My next Harlequin American will be out in May 2009. Another Crested Butte story, this one features Zephyr's best friend, Bryan as The Man Most Likely. The name Bryan meets all my qualifications -- strong, short and it fits my charcter.

What do you readers thing? Do you like more ordinary names, or exotic ones for your heroes? Do you have any pet peeves or names you don't like? Let us know!

5 comments:

Estella said...

All I ask is that a heroes name be pronounceable.

Ellen said...

Like Estella said I like names that can be pronounced, otherwise I don't much care what their names are.

Hope Chastain said...

As a reader & writer, I like for the name to fit the character. I wouldn't give a strong Hero a wimpy name (unless I was going for comic relief, or playing against type). I think all the H names in this month's selection of HARs are good.

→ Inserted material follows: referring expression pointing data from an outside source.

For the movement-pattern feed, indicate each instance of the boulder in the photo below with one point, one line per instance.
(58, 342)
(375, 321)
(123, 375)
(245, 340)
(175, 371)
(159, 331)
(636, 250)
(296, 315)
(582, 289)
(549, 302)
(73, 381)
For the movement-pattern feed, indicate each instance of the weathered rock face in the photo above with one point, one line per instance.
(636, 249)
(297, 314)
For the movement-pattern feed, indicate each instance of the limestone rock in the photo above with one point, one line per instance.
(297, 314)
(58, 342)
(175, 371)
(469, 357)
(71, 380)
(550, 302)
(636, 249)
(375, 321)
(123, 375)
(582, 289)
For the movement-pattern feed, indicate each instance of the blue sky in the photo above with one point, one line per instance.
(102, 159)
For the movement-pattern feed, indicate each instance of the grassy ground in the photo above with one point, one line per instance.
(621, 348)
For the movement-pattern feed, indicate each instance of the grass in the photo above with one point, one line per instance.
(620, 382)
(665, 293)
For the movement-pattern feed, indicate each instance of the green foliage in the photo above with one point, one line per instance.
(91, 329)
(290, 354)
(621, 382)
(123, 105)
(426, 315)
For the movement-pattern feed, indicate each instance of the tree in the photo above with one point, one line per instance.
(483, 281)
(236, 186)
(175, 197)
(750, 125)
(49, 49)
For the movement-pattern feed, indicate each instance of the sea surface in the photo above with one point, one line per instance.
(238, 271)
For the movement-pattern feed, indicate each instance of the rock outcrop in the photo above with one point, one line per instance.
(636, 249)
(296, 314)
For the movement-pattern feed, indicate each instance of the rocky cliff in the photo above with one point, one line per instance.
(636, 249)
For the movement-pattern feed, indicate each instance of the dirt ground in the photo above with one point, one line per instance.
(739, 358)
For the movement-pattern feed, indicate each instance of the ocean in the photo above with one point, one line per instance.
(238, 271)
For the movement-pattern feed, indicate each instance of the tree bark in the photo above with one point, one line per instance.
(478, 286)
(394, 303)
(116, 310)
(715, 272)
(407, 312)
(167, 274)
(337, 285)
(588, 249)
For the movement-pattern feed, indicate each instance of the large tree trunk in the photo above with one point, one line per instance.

Incidentally, I'd love to read one with Zephyr as the Hero! (Of course, you'll have to tie him to a chair and browbeat him till he tells you the name he was born with, because unless he's changed it legally, he can't marry the heroine with it...)

Stephanie said...

I have one of those 50,000 name baby books that helps me. Unfortunately, I get overwhelmed at all of them, so usually I just have to close my eyes and try to hear my heroine calling him something. Most of the time that works but there are a few names that I always come back to that fit almost every character, among them being Jake. That name haunts me and I have no idea why!!!

Anonymous said...

Being able to pronounce the name is the biggy for me. If I can't pronounce it, it draws me out of the story and then I compensate by substituting a name of my choice.

Stephanie, that's a great ideas about imagining your heroine calling him something. I'll have to try that. My last few heroes' haven't been a problem. As a matter of fact, one of them knew what his name was and I never argued, because he was so insistent and the name fit so well.